Don’t judge, ok? It was the 90s when I was in high school, I had a fetish for poofy sleeves and princess waists and I had a series of unfortunate home perms. I will not attempt to deny these accusations. Moving on.
My mom seriously did sew all but maybe one of my fancy school-dance dresses in high school. She’s an excellent seamstress. And she taught me how to sew, and helped me even after I broke like 5 needles in a row (I was trying to make a canvas bag, I had not learned how to tell when the sewing machine was saying “no, seriously, SERIOUSLY NO”). I actually had a fashion show once, right after I graduated college, at a small art gallery in Saint Louis. I sewed all my own dresses for it, with no patterns. I was confident (or crazy) enough then to seriously just whip out some fabric and start cutting. I’m nowhere near that point now – but I think I remember enough to be able to cut and sew a pattern. I’ve been eyeing a bunch of these Butterick Retro patterns, and – OH MY GLOB THEY’RE ALL ON SALE YOU GUYS. I didn’t even know that until I made the link. I’m totally buying some right the eff now. I hope they’re still on sale when this comic posts tomorrow morning.
AWESOME. Can’t wait for those to arrive. Anyway. Where was I? Oh, right. Sewing.

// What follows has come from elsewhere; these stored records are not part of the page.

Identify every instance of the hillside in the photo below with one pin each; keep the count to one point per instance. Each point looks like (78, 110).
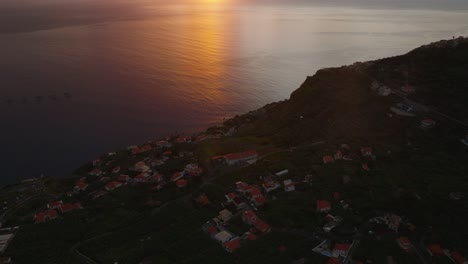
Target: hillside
(338, 102)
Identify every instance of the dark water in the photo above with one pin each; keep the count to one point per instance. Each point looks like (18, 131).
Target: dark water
(78, 82)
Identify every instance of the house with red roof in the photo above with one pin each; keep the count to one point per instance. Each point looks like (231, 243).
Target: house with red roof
(427, 123)
(142, 177)
(112, 185)
(458, 258)
(183, 139)
(181, 183)
(202, 200)
(54, 204)
(212, 230)
(242, 187)
(262, 226)
(249, 217)
(141, 167)
(289, 185)
(249, 236)
(80, 186)
(435, 250)
(95, 172)
(365, 166)
(194, 172)
(334, 261)
(328, 159)
(367, 151)
(97, 194)
(270, 185)
(338, 155)
(45, 216)
(123, 178)
(177, 176)
(341, 250)
(156, 178)
(404, 243)
(249, 157)
(116, 170)
(70, 207)
(258, 200)
(230, 197)
(225, 215)
(323, 206)
(146, 148)
(337, 196)
(232, 245)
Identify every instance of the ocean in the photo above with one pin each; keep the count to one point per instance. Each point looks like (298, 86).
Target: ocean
(82, 79)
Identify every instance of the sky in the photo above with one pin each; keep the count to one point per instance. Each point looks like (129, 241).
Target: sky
(18, 16)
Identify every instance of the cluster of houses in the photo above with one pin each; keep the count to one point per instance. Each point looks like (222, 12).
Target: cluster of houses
(336, 254)
(344, 153)
(52, 211)
(245, 200)
(217, 230)
(114, 179)
(236, 159)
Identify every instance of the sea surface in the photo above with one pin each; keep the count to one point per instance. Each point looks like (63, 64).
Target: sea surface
(80, 80)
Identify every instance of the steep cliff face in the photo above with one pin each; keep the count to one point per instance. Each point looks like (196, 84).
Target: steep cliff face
(339, 102)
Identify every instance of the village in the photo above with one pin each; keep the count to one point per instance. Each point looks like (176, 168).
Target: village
(334, 238)
(228, 196)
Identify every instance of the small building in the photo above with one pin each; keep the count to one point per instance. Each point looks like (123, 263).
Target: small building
(202, 200)
(95, 172)
(323, 206)
(142, 177)
(248, 157)
(367, 151)
(338, 155)
(45, 216)
(54, 204)
(384, 91)
(340, 250)
(404, 243)
(80, 186)
(435, 250)
(270, 185)
(427, 123)
(177, 176)
(225, 215)
(289, 185)
(223, 236)
(182, 183)
(281, 173)
(334, 261)
(258, 200)
(403, 109)
(232, 245)
(123, 178)
(112, 185)
(408, 89)
(70, 207)
(141, 167)
(249, 217)
(97, 194)
(365, 166)
(328, 159)
(465, 140)
(116, 170)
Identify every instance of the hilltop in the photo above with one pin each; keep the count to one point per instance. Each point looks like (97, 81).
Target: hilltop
(363, 163)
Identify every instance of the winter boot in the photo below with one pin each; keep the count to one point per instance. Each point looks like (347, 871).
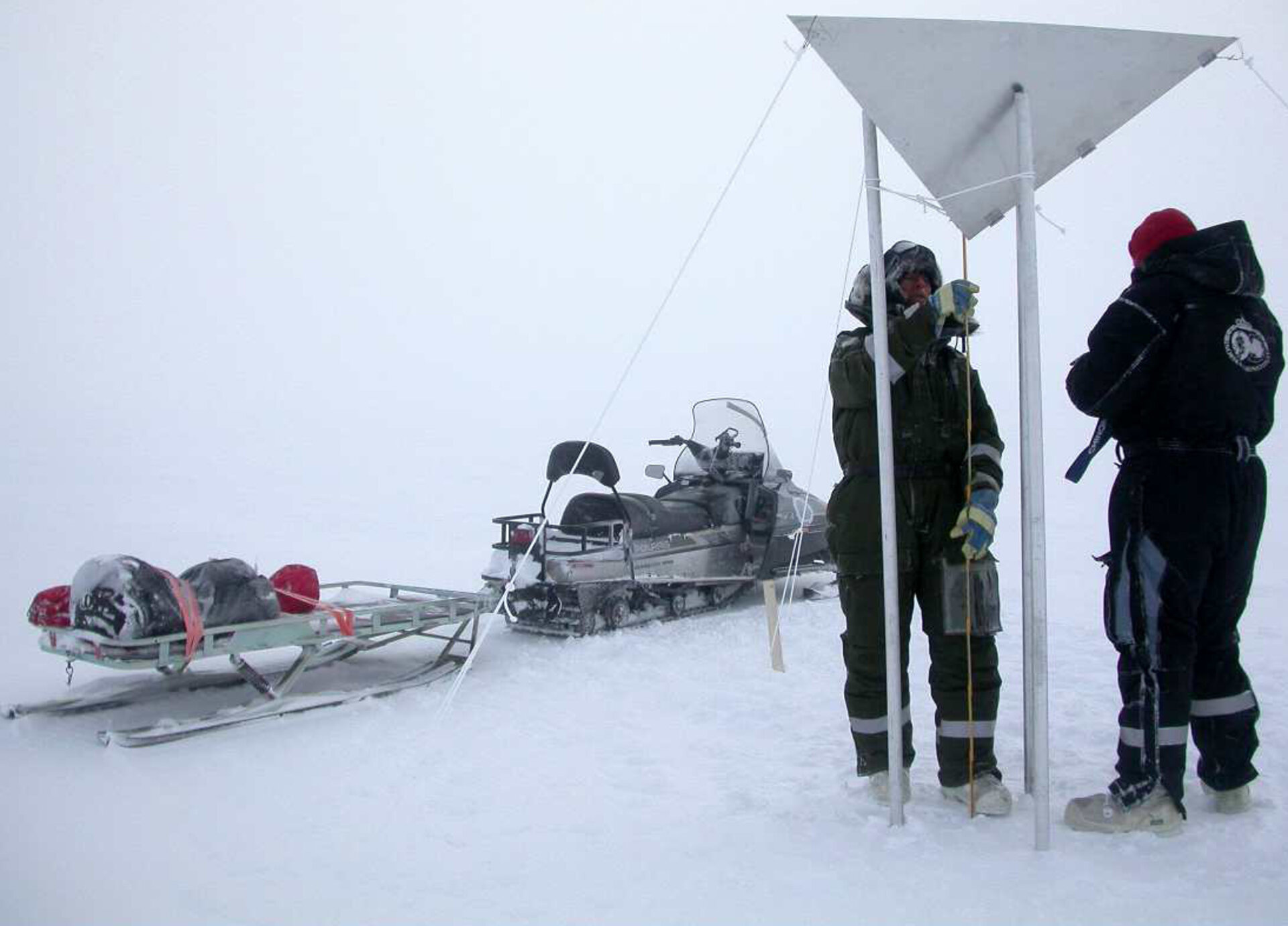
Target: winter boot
(1156, 814)
(992, 797)
(1233, 801)
(879, 783)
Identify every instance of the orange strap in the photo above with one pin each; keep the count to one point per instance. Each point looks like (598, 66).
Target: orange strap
(190, 610)
(343, 616)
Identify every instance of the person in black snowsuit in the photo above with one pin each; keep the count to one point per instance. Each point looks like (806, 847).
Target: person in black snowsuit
(1181, 370)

Here’s the thing. If you have a moment, this article on Etsy about the History of a Cheap Dress is an excellent read. Very much abridged, the article says we used to spend a lot more on an individual piece of clothing, and have a lot fewer things in our closets. These days, an article of clothing is MUCH cheaper, and we have lots more things in our closets… but overall, we spend MORE on clothes now, than we did when the average woman had nine outfits. Imagine if you got rid of everything in your closet that you never wore, that didn’t fit quite right, that you didn’t feel amazing in. Imagine you only had a dozen or so outfits in there, but each one fit your body EXACTLY. Wouldn’t you feel better every day, knowing that you looked amazing in every outfit you wore? I can’t count the number of brands I don’t bother shopping because they fit my hips but not my waist, or they fit my waist but not my chest. Imagine if the 12-15 things in your closet were made really well, and you took really good care of them, and they lasted a long time, instead of the ten pairs of leggings I bought at Target because I knew none of them would last longer than a few months.
Essentially, one of the things I want to do this year is get back into sewing. I’ve set myself a deadline of having ONE dress made in time for the San Diego Comicon. It will be an awesome, retro-inspired, flouncy thing (maybe this one, look at those cute sleeve options) that fits my body exactly and makes me feel awesome. And I won’t care what size it’s supposed to be, because it will be perfectly Sarah-sized.